Modular 4-Stage Pipeline: Refactor the monolithic run_benchmark() entry point into a flexible 4-stage pipeline: Validate -> Align -> Compute -> Plot.
Base R / dplyr Integration: Replace the existing naive alignment logic with robust base R operations (exp findInterval) and dplyr for spatial and temporal alignment, ensuring high performance while removing external dependencies
BETYdb Decoupling: Ensure that the pipeline is completely independent of BETYdb IDs, relying solely on standard variable names and tabular data structures.
Generalized Metrics: Expand the metric computation (RMSE, MAE, R2, correlation) to ensure they operate cleanly on the aligned data frames, independent of legacy database structures.

Context

PR #3892 established the baseline dataframe-first concept. The changes tracked in this issue will evolve it into the generalized, high-performance toolkit planned for Phase 2 of my GSoC project.

…est data

…rics/plot_time_series, update tests

…_time_series

infotroph · 2026-06-05T12:42:14Z

data.table Integration: Replace the existing naive alignment logic with high-performance data.table operations

Please convert this to a dplyr or base R approach. data.table is a good package that lots of people use happily, but it is not widely used in PEcAn and its syntax is confusing to folks who don't know it already.

divine7022

overall it's in good shape, I dropped inline for thing I'd want a look at before merge

divine7022 · 2026-06-11T13:03:28Z

+      numer <- sum((dat$obs - mean(dat$obs, na.rm=T)) * (dat$model - mean(dat$model, na.rm=T)), na.rm=T)
+      denom <- sqrt(sum((dat$obs - mean(dat$obs, na.rm=T))^2, na.rm=T)) * sqrt(sum((dat$model - mean(dat$model, na.rm=T))^2, na.rm=T))
+      (numer / denom)^2
+    }


aligned dataframe returns c("time", "model", "obs") but the convention in this module is c("model", "obvs", "time") and read by every metric. any reason align_by_time doesn't follow it ?

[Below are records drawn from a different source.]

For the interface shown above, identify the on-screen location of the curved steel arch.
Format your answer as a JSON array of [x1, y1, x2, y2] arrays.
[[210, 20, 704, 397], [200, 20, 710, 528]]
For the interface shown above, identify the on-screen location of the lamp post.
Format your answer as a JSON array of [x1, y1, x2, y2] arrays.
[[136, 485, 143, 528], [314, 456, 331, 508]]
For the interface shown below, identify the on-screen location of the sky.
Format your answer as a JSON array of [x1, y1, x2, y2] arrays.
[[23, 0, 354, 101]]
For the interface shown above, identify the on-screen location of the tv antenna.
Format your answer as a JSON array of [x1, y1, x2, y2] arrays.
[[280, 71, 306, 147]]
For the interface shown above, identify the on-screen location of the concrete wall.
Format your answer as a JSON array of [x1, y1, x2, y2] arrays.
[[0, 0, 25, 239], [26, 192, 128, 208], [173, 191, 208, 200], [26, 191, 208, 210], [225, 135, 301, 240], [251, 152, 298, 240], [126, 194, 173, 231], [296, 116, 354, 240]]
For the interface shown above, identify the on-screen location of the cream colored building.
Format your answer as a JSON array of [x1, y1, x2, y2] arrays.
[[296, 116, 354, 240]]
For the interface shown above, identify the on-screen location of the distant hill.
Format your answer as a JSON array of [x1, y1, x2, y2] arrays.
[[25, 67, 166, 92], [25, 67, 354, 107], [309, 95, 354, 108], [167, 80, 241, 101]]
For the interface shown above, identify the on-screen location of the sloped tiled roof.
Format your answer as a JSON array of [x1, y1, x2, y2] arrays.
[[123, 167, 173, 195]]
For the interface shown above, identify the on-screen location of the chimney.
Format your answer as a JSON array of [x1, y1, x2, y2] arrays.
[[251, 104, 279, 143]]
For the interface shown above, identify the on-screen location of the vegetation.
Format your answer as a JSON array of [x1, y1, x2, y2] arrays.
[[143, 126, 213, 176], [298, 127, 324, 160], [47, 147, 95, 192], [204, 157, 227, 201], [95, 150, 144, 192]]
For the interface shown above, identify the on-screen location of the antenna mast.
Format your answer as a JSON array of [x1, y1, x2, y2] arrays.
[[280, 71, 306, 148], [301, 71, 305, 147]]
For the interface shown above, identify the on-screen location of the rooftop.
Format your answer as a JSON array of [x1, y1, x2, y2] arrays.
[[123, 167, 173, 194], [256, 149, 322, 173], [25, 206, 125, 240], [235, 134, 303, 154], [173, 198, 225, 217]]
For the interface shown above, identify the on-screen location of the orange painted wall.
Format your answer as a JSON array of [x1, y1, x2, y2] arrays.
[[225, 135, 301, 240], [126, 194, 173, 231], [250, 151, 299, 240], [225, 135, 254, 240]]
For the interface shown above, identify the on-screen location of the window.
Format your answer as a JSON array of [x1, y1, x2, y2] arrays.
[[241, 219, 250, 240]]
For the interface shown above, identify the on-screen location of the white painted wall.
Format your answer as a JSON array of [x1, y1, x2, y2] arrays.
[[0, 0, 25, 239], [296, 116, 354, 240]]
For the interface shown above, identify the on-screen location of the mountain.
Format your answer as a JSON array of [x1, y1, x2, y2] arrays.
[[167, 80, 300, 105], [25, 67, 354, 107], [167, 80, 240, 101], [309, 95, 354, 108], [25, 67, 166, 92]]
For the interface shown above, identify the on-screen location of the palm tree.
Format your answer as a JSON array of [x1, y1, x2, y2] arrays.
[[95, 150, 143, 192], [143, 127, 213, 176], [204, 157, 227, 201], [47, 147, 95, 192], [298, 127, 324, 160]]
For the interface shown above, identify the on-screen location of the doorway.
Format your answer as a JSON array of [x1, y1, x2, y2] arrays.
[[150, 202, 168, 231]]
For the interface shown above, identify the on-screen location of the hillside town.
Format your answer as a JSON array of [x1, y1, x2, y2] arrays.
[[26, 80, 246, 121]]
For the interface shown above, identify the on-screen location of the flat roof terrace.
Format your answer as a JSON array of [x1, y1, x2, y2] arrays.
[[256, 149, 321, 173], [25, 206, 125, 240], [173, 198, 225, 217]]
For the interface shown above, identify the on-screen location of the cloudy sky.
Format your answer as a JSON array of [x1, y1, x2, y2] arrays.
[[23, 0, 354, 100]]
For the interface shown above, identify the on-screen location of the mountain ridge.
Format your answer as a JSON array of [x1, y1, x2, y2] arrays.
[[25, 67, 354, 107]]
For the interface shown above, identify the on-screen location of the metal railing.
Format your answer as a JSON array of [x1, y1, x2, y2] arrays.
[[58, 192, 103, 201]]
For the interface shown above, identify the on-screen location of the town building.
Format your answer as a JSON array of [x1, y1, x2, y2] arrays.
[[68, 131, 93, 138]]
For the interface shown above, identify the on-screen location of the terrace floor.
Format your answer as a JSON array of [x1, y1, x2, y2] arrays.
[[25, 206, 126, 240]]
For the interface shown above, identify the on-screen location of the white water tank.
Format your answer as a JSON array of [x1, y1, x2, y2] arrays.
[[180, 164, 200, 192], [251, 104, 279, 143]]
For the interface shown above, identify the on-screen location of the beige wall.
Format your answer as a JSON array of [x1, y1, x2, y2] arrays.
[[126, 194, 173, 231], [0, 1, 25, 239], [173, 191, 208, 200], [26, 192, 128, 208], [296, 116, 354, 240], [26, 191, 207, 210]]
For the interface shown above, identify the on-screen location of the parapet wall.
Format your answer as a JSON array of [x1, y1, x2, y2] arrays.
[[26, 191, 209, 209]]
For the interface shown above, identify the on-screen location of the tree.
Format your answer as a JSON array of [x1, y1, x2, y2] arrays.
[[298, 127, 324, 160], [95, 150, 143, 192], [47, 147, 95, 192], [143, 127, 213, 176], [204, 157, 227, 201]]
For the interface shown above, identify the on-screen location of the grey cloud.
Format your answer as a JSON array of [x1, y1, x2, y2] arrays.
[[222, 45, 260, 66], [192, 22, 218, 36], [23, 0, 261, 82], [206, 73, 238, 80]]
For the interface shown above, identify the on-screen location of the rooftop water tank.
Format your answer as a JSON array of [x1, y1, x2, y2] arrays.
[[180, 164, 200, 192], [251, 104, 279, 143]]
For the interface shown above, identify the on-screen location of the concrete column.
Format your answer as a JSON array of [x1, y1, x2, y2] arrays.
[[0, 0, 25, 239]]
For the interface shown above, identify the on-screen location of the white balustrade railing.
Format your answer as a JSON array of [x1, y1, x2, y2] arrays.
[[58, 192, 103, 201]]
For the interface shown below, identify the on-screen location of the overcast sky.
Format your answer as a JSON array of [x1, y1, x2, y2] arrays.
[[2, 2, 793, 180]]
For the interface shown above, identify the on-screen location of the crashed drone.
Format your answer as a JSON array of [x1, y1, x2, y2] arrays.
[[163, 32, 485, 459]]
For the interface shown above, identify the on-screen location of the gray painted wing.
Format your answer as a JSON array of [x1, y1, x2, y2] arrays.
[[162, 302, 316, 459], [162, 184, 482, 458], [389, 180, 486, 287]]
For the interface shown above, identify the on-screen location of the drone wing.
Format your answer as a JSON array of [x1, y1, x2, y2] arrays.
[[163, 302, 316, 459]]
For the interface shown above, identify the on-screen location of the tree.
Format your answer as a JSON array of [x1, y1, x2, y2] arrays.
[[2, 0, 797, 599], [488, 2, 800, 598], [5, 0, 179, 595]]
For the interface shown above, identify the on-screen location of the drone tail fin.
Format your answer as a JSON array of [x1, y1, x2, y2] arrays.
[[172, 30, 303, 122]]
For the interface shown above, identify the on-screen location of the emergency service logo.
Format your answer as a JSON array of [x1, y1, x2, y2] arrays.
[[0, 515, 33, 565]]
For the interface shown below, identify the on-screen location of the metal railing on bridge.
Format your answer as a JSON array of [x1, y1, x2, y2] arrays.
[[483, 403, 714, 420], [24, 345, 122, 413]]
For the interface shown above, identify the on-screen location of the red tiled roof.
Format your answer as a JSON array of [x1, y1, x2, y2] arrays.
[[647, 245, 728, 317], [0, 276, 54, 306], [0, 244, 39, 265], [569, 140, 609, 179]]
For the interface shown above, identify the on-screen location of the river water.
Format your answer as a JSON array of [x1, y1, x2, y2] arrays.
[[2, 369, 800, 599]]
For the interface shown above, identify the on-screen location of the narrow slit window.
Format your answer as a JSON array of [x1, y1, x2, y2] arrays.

divine7022 · 2026-06-11T13:24:12Z

+res <- run_benchmark(
+  model_path = "inst/testdata/sample_model.csv",
+  obs_path   = "inst/testdata/sample_obs.csv"
+)


ur using model_path = ..., obs_path = ... but signature is run_benchmark(model_df, obs_df, ...) looks like README is from an earlier API where function took paths; folks using this ex would hit an error. probably want to update this and the parameter list ryt below it and pass as df

divine7022 · 2026-06-11T13:45:15Z

+#' Load and standardize arbitrary tabular data using a YAML mapping configuration
+#'
+#' @param data.path character, file path to the tabular data (e.g. .csv)
+#' @param mapping.path character, file path to the YAML mapping configuration
+#' @return A standardized data frame with column names mapped to PEcAn standard vocabulary
+#' @export


i couldn't see load_and_map_data in NAMESPACE either a man page, looks like documen() hasn't re run

wondering about registry format as we were discussing abt frictionless data / data package.json, was the simpler yaml approach an intentional phase 2 simplification with frictionless coming later or did direction shift ?
either's fine, just want to make sure we're on same page, I'd defer to @dlebauer probably has perspective here

divine7022 · 2026-06-11T13:51:55Z

+bm_validate <- function(model_df, obs_df) {
+  for (df in list(model_df, obs_df)) {
+    if (!inherits(df$time, "POSIXct"))
+      stop("Column 'time' must be POSIXct, got: ", class(df$time))
+    if (!is.numeric(df$value))
+      stop("Column 'value' must be numeric, got: ", class(df$value))
+  }
+  invisible(TRUE)
+}


folks who passes df with column named timestamp or date instead of time hits df$time returning NULL, so error reads reads which is technically correct but doesn't tell user actual problem is missing column
worth checking column existence before type!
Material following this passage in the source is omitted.